Mena has been with the BBC Phil since 2011 and has established an enviable rapport with his players, the primary benefits being a tight but highly mobile ensemble, an impressively responsive string section, and top-class brass and woodwinds fielding many a notable solo. Mena is very keen on maintaining a light and lithe touch that hasn’t always fitted with the heavier end of the repertoire, although I recall a fine Bruckner 6 from the 2012 Proms that thrived under his guidance. His conducting style looks expansive but in fact generates from a meticulously articulated rhythmic vitality and release of detail, all filtered through a highly developed ear for colour.
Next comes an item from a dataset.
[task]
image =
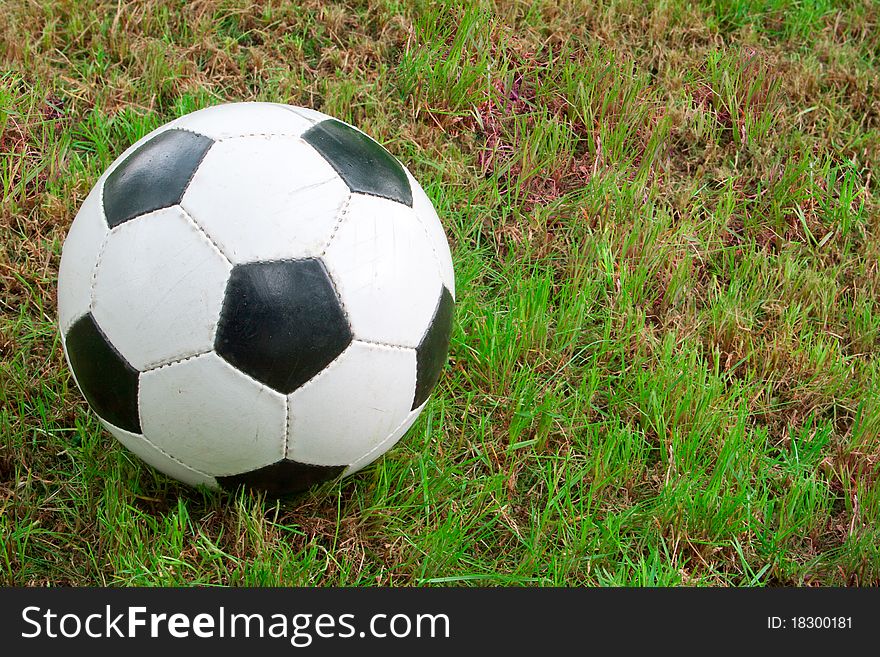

All the above flowed copiously here, starting with William Walton’s Portsmouth Point, his first published (and career-making) work, and a force-field of energy inspired by Rowlandson’s vivid illustration of eighteenth-century dock-side life. It’s like early Stravinsky with added furious syncopations backed up by a large percussion section, Mena keeping this moto perpetuo show on the road with impressive, near-total discipline. Brilliantly played to accentuate its jazzy wit, the Walton was in marked contrast to the sober earnestness of Aaron Copland’s Connotations, an early-1960s piece written for the New York Philharmonic’s gala opening concert in its new Lincoln Center home (Avery Fisher Hall), which apparently baffled the guest of honour, Jacqueline Kennedy, hardly an ingratiating piece that you wonder if you’ll ever encounter it again. (Or ... It’s a masterpiece when heard in either of Leonard Bernstein’s searing recordings, respectively CBS/Sony and DG, and both New York Philharmonic – Ed.) It is assertively serialist with one of those voguish, Sixties titles. You couldn’t fault the BBC Philharmonic’s clean and ferocious attack beefed up by yet more percussion. In fact, the serialism isn’t that rigorous, with many passages of sequence, imitation and slips into tonality that might have helped the First Lady get her bearings. There are also piano and celesta solos that admit a degree of nostalgia before glittering angularity takes back control.
I am still torn over a preference for soprano or tenor soloist in Britten’s precocious song-cycle Les illuminations (it was originally written for the former). A tenor with edge can add a penetrating and dangerous eroticism to Rimbaud’s poems, but Sally Matthews was very persuasive. The detail of the text’s overheated imagery dissolved in the Royal Albert Hall, but Matthews deployed the decorative sighs and slides of ‘Antique’ and ‘Being beauteous’ to suggest a very French sensuality in considerable style, and with great subtlety she gave the impression of peeling away the layers of inscrutable meaning and desire. How did the twenty-six-year-old Britten know how to write this? It’s a mystery that clearly engaged Matthews. The BBCP strings were superb, tender, breezy and covering any lack of clarity in the vocal line.
Obliqueness and veiled suggestion did not figure in the two extracts from Samuel Barber’s opera Antony and Cleopatra, for which Matthews changed into a figure-flattering gold dress. The work was such a spectacular and expensive flop when it opened the Met’s first season at its Lincoln Center address in 1966 that Barber retreated from composing. It was probably a mercy that a lot of Franco Zeffirelli’s indulgent rehash of Shakespeare got even more lost than Rimbaud, not helped by Barber’s unresonant scoring. The voluptuous size of Matthews’s soprano came into its own and the singer was equal to the explicit melodrama of Cleopatra’s sex-and-death dilemma.
The concert ended with more Britten, the ‘Four Sea Interludes’ from Peter Grimes, in a performance that reaffirmed Britten’s genius as an impressionist. Mena and his musicians laid-down the flat horizons of ‘Dawn’, dabbed ‘Sunday Morning’ with virtuosic splashes of woodwind colour, brilliantly caught the hard shadows that erupt out of ‘Moonlight’ and drove ‘Storm’ at gale-force.